JFTR if you use -pc you will see an analysis of what layers run slow and maybe you can think of other optimization options.

Cheers,

Nikos

nikos1 · ‎10-20-2018

HETERO did not help too much in my case.

The only other option is batching, that may be the only option to support four cameras in real-time.

PV__Sharfudheen · ‎10-22-2018

Hi Nikos,

Thanks for reply. I don't have problem with accuracy. My concern is performance (inference time).

I have tried in a system with different configuration (Core i7 CPU + Intel(R) HD Graphics 530 + NVIDIA GrForce GTX 950M )and still facing the same issue( GPU inference slower than CPU inference).

I tried batch processing as well couldn't see much improvements in performance ( Batch size - 5). I think some problem with GPU utilization for inference but it's not showing any message or error.

Please have a look into attached NVIDIA Quadro M2000M.png and Intel HD graphics.png file. There is no current clock and max clock value for Intel HD graphics.

Is there any software can used see GPU utilization?

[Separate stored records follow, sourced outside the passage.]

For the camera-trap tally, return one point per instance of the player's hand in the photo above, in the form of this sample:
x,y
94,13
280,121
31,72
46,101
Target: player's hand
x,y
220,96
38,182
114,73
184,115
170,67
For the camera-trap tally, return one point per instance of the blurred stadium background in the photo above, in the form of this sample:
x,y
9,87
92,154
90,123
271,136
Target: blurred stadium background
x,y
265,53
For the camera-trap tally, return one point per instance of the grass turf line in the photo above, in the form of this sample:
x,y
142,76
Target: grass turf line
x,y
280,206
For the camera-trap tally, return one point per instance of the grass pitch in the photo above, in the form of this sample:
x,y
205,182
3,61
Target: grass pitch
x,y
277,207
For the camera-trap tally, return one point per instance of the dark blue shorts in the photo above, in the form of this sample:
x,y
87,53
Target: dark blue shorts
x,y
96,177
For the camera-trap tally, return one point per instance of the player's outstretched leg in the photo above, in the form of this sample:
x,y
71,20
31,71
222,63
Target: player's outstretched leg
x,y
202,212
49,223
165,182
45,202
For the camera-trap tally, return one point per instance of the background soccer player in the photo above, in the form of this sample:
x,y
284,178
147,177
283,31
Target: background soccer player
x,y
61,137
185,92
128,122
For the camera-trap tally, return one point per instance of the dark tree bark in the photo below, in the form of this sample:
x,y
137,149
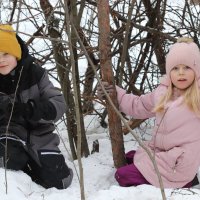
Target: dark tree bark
x,y
115,128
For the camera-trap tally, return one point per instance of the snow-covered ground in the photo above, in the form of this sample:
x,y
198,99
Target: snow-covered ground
x,y
98,176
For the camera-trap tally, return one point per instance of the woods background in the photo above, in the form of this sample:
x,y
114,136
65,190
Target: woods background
x,y
141,32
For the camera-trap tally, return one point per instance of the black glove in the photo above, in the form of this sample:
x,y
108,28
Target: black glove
x,y
109,89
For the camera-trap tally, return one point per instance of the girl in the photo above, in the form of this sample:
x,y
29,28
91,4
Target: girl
x,y
175,104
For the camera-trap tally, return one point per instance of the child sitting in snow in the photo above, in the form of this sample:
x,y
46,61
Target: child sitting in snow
x,y
29,104
175,104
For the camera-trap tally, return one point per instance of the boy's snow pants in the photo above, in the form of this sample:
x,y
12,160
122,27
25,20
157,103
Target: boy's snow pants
x,y
52,172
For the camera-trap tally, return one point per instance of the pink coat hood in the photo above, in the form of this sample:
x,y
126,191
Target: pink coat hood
x,y
175,140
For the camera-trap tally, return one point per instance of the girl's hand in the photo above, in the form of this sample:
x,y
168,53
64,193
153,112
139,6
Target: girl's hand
x,y
109,89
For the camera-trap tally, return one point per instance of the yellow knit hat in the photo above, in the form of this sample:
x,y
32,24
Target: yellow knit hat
x,y
8,41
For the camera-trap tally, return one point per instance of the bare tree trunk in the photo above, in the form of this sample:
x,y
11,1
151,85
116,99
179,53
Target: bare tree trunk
x,y
115,128
63,73
73,19
77,97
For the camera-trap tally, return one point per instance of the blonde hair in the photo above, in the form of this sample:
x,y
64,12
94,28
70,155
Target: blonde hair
x,y
191,96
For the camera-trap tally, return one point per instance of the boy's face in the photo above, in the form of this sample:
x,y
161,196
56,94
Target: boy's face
x,y
7,63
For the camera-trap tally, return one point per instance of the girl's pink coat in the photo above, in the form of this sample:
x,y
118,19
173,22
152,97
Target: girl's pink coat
x,y
175,141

I am using windows 10 - 1703 version( we cant see GPU utilization in task manager in this version)

Regards,

Sharaf

nikos1 · ‎10-22-2018

VTune ( https://software.intel.com/en-us/vtune ) is the best profiler that can also show you GPU utilization and OpenCL timeline.

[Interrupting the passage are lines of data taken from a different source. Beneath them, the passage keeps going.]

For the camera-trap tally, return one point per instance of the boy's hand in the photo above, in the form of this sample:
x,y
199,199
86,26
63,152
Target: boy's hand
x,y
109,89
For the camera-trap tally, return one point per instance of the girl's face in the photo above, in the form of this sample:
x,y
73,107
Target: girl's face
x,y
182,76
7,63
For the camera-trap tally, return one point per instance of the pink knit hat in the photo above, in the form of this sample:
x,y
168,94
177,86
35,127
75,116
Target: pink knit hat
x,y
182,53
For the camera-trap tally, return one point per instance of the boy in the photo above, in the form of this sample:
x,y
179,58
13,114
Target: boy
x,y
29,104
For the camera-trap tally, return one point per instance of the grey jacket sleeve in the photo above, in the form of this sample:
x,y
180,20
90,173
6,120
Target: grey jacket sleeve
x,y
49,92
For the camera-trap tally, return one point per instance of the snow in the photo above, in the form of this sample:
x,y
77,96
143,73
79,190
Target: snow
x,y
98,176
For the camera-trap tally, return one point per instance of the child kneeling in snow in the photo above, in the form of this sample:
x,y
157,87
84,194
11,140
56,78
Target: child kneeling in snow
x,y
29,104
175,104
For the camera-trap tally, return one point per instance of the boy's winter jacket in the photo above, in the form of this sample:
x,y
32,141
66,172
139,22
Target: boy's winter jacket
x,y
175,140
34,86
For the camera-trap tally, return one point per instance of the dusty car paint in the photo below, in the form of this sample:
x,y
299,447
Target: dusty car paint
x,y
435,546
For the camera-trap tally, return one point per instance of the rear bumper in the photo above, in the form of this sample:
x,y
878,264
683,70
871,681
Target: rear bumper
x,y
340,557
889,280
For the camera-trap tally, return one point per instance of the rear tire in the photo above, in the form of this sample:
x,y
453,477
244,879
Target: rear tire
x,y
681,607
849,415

Also try https://github.com/openhardwaremonitor but you may have to compile from source and change device IDs . It should be able to show GPU load.

You could also move your windows to 1803 and see load without any tools.

Cheers,

Nikos

PV__Sharfudheen · ‎10-23-2018

Hi Nikos,

Thanks.

Can someone suggest any GPU / configuration where object_detection_demo_ssd_async.exe runs faster in GPU than CPU (windows )?

I would like to hear from you all.

Regards,

Sharaf